Sunday, February 1, 2009

Teenage Suicide. Don't do it.

A very close friend of mine committed suicide when we were 18. If he were alive, he would have turned 31 today and none of the things that mattered to him them would matter now. He'd probably be living in New York, maybe as a working artist. He'd be funny and charming and talented and women would be falling in love with him, but he'd probably be gay. He most certainly wouldn't be buried in a graveyard next to the Hooters in Jonesboro.

Maybe we'd still keep in touch. We'd be "friends" on myspace and I'd send him occasional emails when I was feeling nostalgic and we'd commiserate about growing up together in suburban Georgia and how far we'd come. About how we used to be so sad, but about what?

If he were alive, where would I be? Maybe I would have graduated from Georgia Tech, instead of plummeting into a horrible depression that lasted for at least five years, which rendered me completely useless in matters of calculus and chemistry. I certainly would have never met my husband and if I had, I would have never understood him.

I suppose, eventually, I would have lost my innocence nonetheless, maybe when my father died. Maybe, if I hadn't spent five years of my life grieving for the loss of my friend, I would still have some grief left for my father.

Death is like a stone thrown into a lake. Some of us get caught in the ripples, and pulled from the current of our lives. We get caught up and sucked under, but if you manage to escape the undertow, you emerge born again. A new person.

When he was alive, I defined myself by our friendship and after his death, I defined myself by my grief.
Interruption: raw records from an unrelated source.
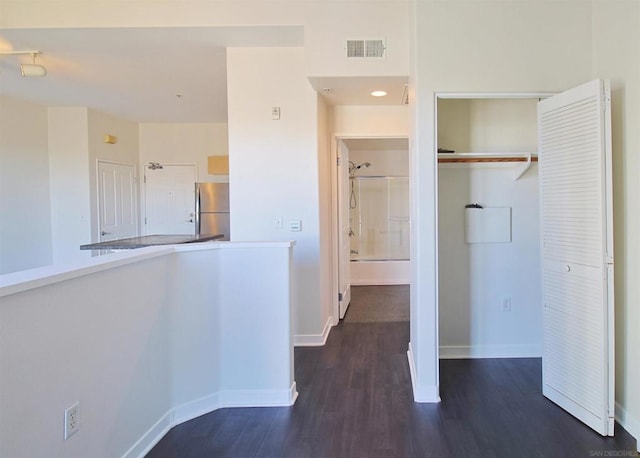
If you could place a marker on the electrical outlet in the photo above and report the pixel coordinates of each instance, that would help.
(506, 304)
(71, 420)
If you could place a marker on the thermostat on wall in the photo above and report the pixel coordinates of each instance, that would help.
(295, 225)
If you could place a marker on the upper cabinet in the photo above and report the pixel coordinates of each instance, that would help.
(488, 126)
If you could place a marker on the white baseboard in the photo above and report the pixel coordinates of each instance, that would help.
(631, 424)
(258, 398)
(197, 407)
(206, 404)
(314, 340)
(425, 394)
(490, 351)
(149, 439)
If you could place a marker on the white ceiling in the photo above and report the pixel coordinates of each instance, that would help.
(138, 73)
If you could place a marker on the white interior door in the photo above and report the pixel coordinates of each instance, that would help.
(577, 250)
(344, 261)
(117, 200)
(170, 199)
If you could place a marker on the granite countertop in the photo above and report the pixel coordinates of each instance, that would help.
(149, 240)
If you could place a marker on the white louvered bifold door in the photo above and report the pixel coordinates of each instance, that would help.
(577, 250)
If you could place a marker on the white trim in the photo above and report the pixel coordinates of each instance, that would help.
(258, 398)
(490, 351)
(425, 394)
(494, 95)
(196, 408)
(207, 404)
(314, 340)
(149, 439)
(631, 424)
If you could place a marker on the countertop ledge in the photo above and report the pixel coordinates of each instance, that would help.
(24, 280)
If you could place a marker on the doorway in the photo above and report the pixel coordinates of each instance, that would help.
(575, 243)
(372, 208)
(169, 198)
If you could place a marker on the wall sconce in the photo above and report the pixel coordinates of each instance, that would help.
(28, 70)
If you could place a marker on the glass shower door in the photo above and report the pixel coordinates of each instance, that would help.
(379, 218)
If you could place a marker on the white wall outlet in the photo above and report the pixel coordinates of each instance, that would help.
(71, 420)
(506, 304)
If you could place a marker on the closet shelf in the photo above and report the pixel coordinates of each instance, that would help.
(525, 158)
(447, 158)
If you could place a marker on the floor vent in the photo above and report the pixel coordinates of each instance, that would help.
(405, 95)
(365, 49)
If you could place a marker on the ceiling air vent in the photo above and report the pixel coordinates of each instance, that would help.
(405, 95)
(365, 49)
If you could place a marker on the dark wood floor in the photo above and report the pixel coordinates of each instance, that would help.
(356, 401)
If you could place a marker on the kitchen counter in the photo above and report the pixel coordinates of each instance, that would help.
(149, 240)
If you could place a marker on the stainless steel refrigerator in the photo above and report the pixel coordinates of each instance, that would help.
(212, 209)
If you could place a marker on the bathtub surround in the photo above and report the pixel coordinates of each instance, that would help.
(144, 340)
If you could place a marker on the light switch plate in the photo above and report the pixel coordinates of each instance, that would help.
(295, 225)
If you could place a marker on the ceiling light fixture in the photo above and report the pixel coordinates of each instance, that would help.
(32, 69)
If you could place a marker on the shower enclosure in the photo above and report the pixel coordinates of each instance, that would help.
(379, 217)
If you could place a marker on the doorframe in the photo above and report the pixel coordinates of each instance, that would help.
(458, 95)
(143, 188)
(335, 217)
(96, 229)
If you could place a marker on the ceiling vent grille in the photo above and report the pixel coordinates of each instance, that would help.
(365, 49)
(405, 95)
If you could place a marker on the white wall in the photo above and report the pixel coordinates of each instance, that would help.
(393, 163)
(70, 184)
(490, 46)
(25, 224)
(325, 166)
(273, 165)
(184, 144)
(616, 55)
(144, 341)
(325, 51)
(371, 120)
(474, 278)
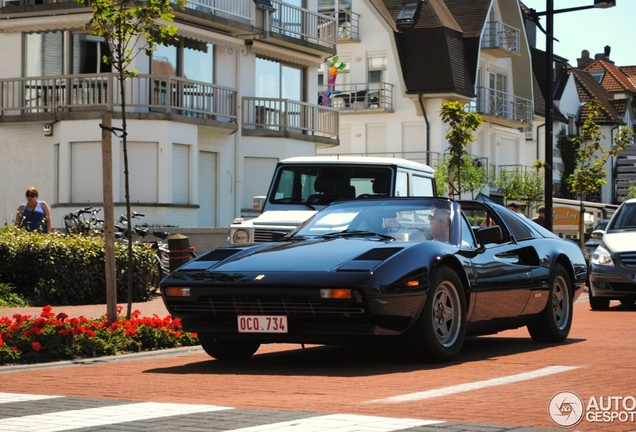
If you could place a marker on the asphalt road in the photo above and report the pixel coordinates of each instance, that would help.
(498, 383)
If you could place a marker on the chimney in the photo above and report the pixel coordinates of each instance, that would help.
(604, 55)
(584, 61)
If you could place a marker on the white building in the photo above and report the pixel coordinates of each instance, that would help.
(207, 119)
(475, 52)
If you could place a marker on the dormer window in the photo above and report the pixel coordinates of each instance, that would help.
(598, 75)
(409, 14)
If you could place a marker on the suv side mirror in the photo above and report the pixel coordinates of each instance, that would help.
(258, 202)
(597, 234)
(489, 235)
And while I'm sure the immature 18-year-old version of him would appreciate my grief, I have to believe that the adult version, the person that never existed, would want me to finally, after 12 years of grief, learn to define myself by who I want to be, and not by the circumstances of other people's lives.

Tomorrow is Groundhog Day, but I won't be in Punxsutawney waiting for a rodent to tell me that spring is coming early this year.